The Cat Returns is somewhat of a spin-off of another Studio Ghibli film, “Whisper of the Heart”. It features Muta and the Baron, a cat and a cat statue, which were in Whisper. Besides those loose connections, the story is a stand-alone. The story is based on “The Cat Baron” by Hiiragi Aoi.
The Cat Returns is directed by Hiroyuki Morita, his only Studio Ghibli film. While Morita only directed one Ghibli film, he has worked on others, such as My Neighbors the Yamadas and Kiki’s Delivery Service. He was also an animator for the Akira film. The Cat Returns was the highest grossing domestic film in Japan in 2002.
Haru is an interesting character to pay attention to as the film progresses. She develops an impressive amount, considering the short film time. The comparison is most notable at the conclusion of the film. Without giving anything away, I will just say it is one of my favorite scenes. Muta is another character that changes from start to finish, although in a less noticeable way.
One of the best parts of the film is the depiction of cat mannerisms. The cat gifts are hilarious and the cat parade is even better. On top of that, the cat kingdom is just fantastic. Combine all that with the eccentric Cat King and you have yourself a recipe for wonderful cat humor.
The music for The Cat Returns is composed by Yuji Nomi, the same composer as Whisper of the Heart. The soundtrack is noticeably different than some of the other Ghibli films, but it feels magical nonetheless.
The voice talent is another positive part of the film. The English translation includes the voices of: Cary Elwes, Tim Curry, Anne Hathaway, Kristen Bell, and others. It is a quality translation, much better than a lot of anime dubs out there.
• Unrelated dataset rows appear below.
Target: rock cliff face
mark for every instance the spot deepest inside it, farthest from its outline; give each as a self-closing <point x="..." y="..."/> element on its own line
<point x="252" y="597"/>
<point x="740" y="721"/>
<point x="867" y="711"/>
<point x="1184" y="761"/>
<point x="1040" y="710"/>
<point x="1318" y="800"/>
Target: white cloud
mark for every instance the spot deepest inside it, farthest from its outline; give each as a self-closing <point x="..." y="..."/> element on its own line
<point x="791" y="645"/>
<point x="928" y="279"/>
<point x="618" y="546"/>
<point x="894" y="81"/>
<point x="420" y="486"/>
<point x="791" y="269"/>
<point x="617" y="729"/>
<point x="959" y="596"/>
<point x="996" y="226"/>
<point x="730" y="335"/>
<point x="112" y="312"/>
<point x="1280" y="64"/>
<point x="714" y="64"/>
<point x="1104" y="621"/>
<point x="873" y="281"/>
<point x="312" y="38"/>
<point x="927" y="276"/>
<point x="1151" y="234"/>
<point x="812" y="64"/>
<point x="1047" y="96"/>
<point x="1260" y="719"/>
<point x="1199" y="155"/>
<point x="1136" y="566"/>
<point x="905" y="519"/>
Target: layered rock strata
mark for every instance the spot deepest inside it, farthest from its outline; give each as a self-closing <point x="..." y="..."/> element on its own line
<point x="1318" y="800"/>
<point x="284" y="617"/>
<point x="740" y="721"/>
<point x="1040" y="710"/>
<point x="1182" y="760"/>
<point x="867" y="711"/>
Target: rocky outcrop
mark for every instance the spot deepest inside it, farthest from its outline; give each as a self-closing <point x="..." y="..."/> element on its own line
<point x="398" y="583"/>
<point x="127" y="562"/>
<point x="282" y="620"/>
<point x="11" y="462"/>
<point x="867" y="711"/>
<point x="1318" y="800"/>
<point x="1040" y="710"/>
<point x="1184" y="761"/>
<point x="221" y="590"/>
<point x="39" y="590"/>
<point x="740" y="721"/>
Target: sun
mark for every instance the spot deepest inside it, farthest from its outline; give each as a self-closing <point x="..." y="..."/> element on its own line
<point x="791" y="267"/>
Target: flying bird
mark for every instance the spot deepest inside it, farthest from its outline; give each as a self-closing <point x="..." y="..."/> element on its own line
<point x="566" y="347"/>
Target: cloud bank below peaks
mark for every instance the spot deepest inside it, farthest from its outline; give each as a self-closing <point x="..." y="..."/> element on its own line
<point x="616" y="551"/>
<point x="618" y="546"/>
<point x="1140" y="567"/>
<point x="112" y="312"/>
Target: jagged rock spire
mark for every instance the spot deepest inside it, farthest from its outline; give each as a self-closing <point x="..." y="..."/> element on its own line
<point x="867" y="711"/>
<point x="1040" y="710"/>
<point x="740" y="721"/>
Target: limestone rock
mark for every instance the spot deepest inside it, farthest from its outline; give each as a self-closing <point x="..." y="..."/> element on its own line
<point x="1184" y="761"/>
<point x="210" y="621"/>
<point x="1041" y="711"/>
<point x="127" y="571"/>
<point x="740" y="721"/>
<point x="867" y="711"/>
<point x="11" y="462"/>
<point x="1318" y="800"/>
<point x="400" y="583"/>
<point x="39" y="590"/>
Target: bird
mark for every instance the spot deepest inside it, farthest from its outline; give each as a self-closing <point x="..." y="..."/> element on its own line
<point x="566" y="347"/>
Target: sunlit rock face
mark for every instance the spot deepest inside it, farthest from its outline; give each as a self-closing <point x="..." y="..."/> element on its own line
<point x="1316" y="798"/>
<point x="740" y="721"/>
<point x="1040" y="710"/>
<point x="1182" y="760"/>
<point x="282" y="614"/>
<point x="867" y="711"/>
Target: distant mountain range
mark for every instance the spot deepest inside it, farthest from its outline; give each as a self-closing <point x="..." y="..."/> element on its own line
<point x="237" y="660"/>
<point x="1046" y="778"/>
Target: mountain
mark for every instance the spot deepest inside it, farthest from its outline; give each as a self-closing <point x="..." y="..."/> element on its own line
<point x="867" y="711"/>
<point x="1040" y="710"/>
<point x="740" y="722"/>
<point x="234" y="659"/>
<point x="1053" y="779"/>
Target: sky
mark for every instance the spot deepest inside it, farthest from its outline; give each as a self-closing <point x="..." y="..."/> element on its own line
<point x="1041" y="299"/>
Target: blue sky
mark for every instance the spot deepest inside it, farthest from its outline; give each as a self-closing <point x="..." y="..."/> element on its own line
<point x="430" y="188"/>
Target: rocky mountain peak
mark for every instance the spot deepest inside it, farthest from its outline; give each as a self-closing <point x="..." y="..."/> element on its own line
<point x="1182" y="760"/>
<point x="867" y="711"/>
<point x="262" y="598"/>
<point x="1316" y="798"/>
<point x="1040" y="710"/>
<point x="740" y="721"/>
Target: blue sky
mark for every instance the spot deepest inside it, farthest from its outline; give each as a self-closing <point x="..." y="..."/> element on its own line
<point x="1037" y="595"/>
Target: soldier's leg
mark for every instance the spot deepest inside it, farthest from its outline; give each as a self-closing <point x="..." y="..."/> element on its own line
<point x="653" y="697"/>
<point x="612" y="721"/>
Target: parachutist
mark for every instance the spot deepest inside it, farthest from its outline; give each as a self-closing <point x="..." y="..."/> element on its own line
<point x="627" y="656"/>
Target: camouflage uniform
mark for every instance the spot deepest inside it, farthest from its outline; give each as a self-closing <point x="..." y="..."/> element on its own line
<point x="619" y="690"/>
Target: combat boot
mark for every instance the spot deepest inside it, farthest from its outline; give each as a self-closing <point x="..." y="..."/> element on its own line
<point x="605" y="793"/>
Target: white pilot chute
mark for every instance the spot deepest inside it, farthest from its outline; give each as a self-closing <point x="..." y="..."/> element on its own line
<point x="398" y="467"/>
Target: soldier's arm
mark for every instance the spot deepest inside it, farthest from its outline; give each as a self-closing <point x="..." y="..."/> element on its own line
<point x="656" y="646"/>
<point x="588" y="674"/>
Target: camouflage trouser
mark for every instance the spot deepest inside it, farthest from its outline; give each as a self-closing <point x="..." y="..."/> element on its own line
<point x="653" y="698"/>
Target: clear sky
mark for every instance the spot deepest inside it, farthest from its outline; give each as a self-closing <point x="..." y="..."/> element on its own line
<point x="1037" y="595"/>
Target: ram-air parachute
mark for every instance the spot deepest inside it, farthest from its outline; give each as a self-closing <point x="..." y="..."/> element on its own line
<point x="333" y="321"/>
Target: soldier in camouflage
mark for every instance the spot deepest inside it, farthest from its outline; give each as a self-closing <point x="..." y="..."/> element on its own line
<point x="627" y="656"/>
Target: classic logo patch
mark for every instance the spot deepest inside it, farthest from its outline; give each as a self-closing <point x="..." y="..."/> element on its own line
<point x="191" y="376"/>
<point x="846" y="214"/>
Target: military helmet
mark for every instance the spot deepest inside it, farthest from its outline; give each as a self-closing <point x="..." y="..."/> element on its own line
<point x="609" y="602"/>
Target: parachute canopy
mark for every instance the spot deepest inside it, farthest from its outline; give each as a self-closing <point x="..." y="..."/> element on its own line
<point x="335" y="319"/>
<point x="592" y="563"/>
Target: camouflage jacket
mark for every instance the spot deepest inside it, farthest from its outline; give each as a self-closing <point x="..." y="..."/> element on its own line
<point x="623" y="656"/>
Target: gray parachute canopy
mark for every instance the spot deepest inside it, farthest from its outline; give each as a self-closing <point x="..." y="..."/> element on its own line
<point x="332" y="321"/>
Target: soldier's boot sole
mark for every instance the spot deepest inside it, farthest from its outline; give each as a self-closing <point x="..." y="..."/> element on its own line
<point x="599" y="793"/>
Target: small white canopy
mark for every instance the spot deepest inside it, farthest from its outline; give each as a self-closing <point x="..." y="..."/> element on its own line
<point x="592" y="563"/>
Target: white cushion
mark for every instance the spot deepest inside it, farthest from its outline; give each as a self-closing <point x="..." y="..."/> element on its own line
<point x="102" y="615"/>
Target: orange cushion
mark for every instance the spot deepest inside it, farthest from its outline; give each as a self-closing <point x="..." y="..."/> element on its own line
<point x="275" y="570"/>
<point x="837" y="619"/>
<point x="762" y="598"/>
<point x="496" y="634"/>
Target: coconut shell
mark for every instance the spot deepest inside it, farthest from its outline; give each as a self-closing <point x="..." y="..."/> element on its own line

The last comment I will mention about The Cat Returns is how I appreciate that while the plot appears simple on the surface, there is so much more to it. It is an easy story to understand on your first watch, but you can get something completely different out of it the second time through. Along those lines, the simple plot is easy for children to understand, making it a great film for all ages.
You might enjoy this if: You are new to anime and want an easy film to get you introduced to it. Also, if you enjoy Studio Ghibli films, this is a must see!
You might not like it if: You want to get into a longer series. The Cat Returns is only a little over an hour long.
Note to the Viewer: The idea for The Cat Returns started as a 20-minute short starring cats for a Japanese amusement park. The idea for the amusement park was scrapped, but The Cat’s story kept getting longer and longer until it turned into a film.